For the Son of the Living God to come into a world such as this is to accept the inevitability of suffering and death. Not only because the powerful of this world will ensure that any threats are eliminated, as Rome did in the crucifixion of Jesus, but also because we have so distorted the meaning and purpose of human life that true life will only be found by forsaking the distortion entirely. True life is to be found in the suffering and death of Christ.

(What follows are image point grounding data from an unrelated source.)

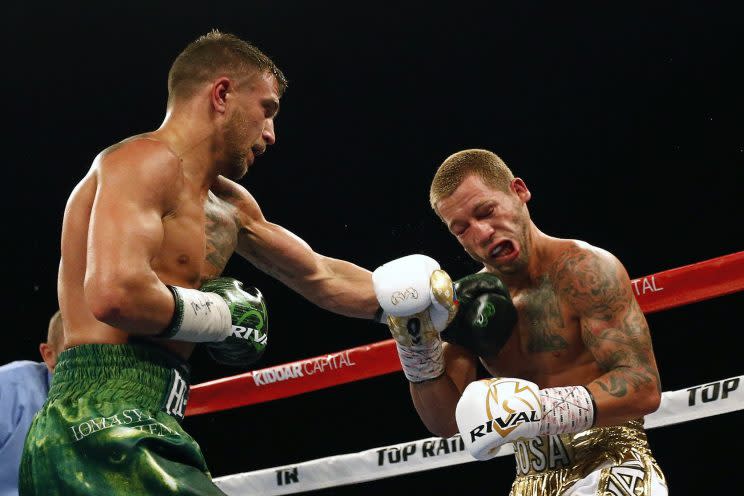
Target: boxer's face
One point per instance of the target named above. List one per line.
(490, 224)
(250, 125)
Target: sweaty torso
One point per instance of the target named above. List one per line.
(546, 346)
(198, 238)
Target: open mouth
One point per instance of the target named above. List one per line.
(503, 250)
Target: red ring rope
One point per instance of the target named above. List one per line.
(661, 291)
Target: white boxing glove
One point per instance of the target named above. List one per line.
(493, 412)
(418, 301)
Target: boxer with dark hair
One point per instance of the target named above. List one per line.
(145, 235)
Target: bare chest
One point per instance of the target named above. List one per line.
(221, 235)
(546, 339)
(182, 250)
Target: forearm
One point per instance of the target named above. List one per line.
(345, 289)
(435, 402)
(624, 393)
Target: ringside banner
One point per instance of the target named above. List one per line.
(705, 400)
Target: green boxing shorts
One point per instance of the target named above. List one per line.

And it’s these divine things things into which we have been brought by grace. We are baptized into Christ’s death, after all, through which we are crucified with Christ. We have found life -- or perhaps life has found us -- through the cross and then in resurrection. But as long as we find ourselves surrounded by this human world of human things, our cross will always stand before us waiting to be taken up; the task of denying ourselves will always remain to be fulfilled. We will still find ourselves living a false life of gain and it is that life that we must lose in order that we may find the true life of Christ. May our Lord’s correction to Peter enter straight into our hearts. Amen.